Monning, Cunningham push for water board loan to Paso Robles

December 26, 2016
Jordan Cunningham

Jordan Cunningham

Correction: The recycled water is intended to go to the agricultural community, not to an agricultural facility.

In a display of bipartisanship, Central Coast representatives Democratic State Senator Bill Monning and Republican Assemblyman Jordan Cunningham are asking the State Water Resources Control Board to hurry up and approve funding for a planned Paso Robles water recycling facility.

Paso Robles recently upgraded its sewage plant, and city officials now want to add a tertiary treatment facility to produce recycled water for the agricultural community. The planned use of recycled water is expected to alleviate some of the stress on the Paso Robles groundwater basin.
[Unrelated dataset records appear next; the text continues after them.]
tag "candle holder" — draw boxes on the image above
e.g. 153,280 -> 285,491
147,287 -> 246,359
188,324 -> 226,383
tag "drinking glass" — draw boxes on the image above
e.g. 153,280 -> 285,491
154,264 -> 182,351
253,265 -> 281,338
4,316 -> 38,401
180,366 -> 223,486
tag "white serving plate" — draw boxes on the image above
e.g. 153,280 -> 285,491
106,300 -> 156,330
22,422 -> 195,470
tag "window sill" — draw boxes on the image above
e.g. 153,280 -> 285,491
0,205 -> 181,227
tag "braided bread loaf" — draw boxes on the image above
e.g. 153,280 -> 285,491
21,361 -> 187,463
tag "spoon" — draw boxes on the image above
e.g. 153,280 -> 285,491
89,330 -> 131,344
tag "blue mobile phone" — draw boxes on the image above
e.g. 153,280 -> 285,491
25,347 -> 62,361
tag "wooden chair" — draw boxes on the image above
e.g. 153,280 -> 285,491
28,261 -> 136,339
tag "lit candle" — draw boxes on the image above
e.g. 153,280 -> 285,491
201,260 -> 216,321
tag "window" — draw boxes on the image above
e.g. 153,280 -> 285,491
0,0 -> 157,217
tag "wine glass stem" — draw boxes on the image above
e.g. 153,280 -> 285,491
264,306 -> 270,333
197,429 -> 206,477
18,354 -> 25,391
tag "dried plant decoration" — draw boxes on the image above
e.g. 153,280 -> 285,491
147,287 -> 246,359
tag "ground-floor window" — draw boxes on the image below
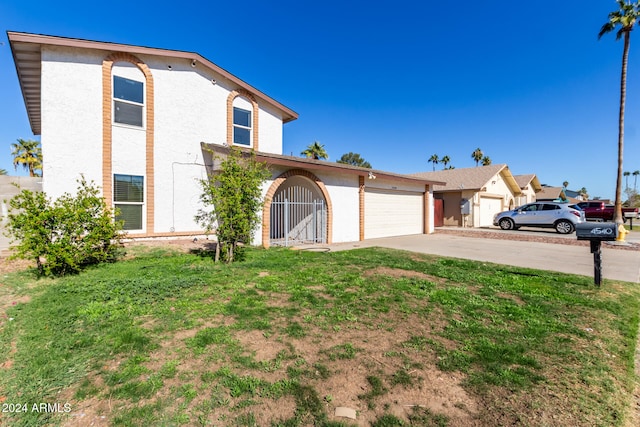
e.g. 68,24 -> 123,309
113,174 -> 144,230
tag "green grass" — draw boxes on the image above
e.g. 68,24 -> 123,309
0,248 -> 640,426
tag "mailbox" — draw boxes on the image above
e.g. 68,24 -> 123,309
576,222 -> 618,286
576,222 -> 618,242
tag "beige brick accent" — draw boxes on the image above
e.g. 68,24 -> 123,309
422,184 -> 431,234
358,176 -> 365,241
262,169 -> 333,248
227,89 -> 260,151
102,52 -> 155,235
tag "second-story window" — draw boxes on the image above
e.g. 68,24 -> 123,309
113,76 -> 144,127
233,107 -> 251,147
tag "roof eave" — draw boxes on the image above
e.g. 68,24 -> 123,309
201,142 -> 445,187
7,31 -> 298,135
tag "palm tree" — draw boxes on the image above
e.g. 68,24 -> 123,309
622,171 -> 631,189
336,151 -> 371,169
471,148 -> 484,167
428,154 -> 440,171
11,139 -> 42,177
598,0 -> 640,225
300,141 -> 329,160
440,155 -> 451,169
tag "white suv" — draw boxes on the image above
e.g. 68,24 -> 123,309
493,202 -> 585,234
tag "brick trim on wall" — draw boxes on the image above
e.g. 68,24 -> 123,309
358,176 -> 365,241
102,52 -> 155,235
227,89 -> 259,151
262,169 -> 333,248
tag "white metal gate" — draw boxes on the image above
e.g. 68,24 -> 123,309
269,185 -> 327,246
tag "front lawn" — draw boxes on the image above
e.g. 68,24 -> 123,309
0,247 -> 640,427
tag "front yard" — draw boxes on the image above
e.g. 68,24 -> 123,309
0,247 -> 640,427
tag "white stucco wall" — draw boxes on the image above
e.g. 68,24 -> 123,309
40,47 -> 102,198
41,47 -> 282,237
316,172 -> 360,243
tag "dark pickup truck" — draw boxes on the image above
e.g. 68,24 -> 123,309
578,202 -> 638,222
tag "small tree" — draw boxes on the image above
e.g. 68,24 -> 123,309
5,177 -> 122,276
196,147 -> 270,263
471,147 -> 484,167
427,154 -> 440,171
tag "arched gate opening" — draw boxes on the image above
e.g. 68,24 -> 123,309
269,175 -> 328,246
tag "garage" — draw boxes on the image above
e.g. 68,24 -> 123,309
479,197 -> 503,227
364,188 -> 424,239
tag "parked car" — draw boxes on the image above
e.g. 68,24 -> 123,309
493,202 -> 585,234
578,200 -> 638,221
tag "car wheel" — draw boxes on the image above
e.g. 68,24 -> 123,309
556,219 -> 573,234
498,218 -> 514,230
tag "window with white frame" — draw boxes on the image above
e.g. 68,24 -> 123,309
113,75 -> 144,127
233,107 -> 251,147
113,174 -> 144,230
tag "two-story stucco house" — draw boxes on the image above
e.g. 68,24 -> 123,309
8,32 -> 436,246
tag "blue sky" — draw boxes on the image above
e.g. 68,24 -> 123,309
0,0 -> 640,198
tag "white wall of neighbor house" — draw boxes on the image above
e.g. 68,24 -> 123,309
472,174 -> 515,227
41,47 -> 103,198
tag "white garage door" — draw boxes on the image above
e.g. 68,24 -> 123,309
364,188 -> 424,239
480,197 -> 503,227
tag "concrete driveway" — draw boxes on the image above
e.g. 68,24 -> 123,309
329,232 -> 640,283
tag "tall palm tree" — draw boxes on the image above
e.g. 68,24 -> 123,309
440,155 -> 451,169
11,139 -> 42,177
300,141 -> 329,160
428,154 -> 440,171
471,148 -> 484,166
622,171 -> 631,190
598,0 -> 640,225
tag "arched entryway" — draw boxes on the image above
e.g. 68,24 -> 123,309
262,169 -> 332,247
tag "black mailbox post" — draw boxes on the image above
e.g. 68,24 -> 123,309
576,222 -> 618,286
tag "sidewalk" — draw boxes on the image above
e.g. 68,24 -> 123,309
329,230 -> 640,283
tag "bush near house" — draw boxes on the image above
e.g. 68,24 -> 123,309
5,177 -> 122,276
196,147 -> 270,263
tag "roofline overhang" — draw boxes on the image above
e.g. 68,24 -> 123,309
498,165 -> 522,196
7,31 -> 298,135
200,142 -> 445,187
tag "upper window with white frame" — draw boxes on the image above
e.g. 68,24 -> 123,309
233,107 -> 252,147
113,75 -> 144,127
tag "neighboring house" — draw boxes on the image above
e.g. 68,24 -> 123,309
413,164 -> 522,227
7,32 -> 442,246
513,174 -> 542,206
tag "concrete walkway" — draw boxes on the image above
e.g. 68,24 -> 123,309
329,232 -> 640,283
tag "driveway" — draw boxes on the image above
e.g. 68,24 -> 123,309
329,230 -> 640,283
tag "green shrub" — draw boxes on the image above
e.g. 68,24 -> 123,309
5,177 -> 122,276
“The city’s proposal is as ‘shovel ready’ as any project will get, and the prospect of jobs and regional economic development are at stake,” Monning and Cunningham wrote in a Dec. 20 letter to water board officials.

City officials are seeking a low-interest loan, as well as grant funding for the tertiary treatment facility. The loan and grant would come from a program operated by the state water board.

Senator Bill Monning

Senator Bill Monning

Paso Robles applied for the funds in Sept. 2015. Though the city has completed all of the design work and obtained all of the necessary permits, its application appears to have stalled, the letter states.

The city is waiting for staff to prepare a financing agreement and complete a final legal review. City officials want to advertise the project for bids in Feb. 2017, but they must first reach an agreement with overseers of the water board’s Clean Water State Revolving Fund.

Monning and Cunningham are asking the program administrators to prioritize issuing a financing agreement, so Paso Robles can put the project out for bid and begin construction in 2017. City officials want construction to begin when there is summer weather. Otherwise, costs would increase, they say.


Here’s the catch. The taxpayers of Paso Robles need to monitor who gets recycled water because we will pay for the infrastructure, and the city cannot sell water for profit to county vineyards. They can only sell water for cost and county vineyards are not paying for any of the infrastructure costs.

The argument that selling water to vineyards will reduce the pressure on ground water supplies also applies to the city using recycled water and selling it to Paso residents for landscaping and yards (it will reduce the city usage of groundwater also). Many of us will be along the purple piping routes that Paso will have to dig and install. Every green belt and public area along the path should have access to the recycled water. Every effort should be made to see if recycled water can be supplied to Paso residents for yards and landscaping.

We have to make sure that the recycled water is not sold (for cost) outside the city of Paso unless it is truly surplus water that the residents can’t use. City Council members need to be reminded that they serve the people of Paso, not wealthy vineyard owners such as J. Lohr.

Thanks to Cunningham and Monning for trying to help with the infrastructure costs.

Jorge Estrada

The State has no money for roads as in they can’t keep up with their maintenance liabilities. With this in mind, I have to wonder how many staffers are in this state process and may know that the final answer will be there is no money to be allocated. Does it ever cross your mind that there may be just enough money to fund government pay checks?


“Recycled water for the agriculture facility”. So are we using taxpayer money to once again supplement the agriculture business which I’m going to assume is grapes? While at the same time the citizens of Paso Robles, along with the rest of taxpayers, will keep getting tagged for the costs of these projects while their agriculture facility, lawns and landscape, have to die because of the lack of water?

Oh my! Just another fleecing of the taxpayer.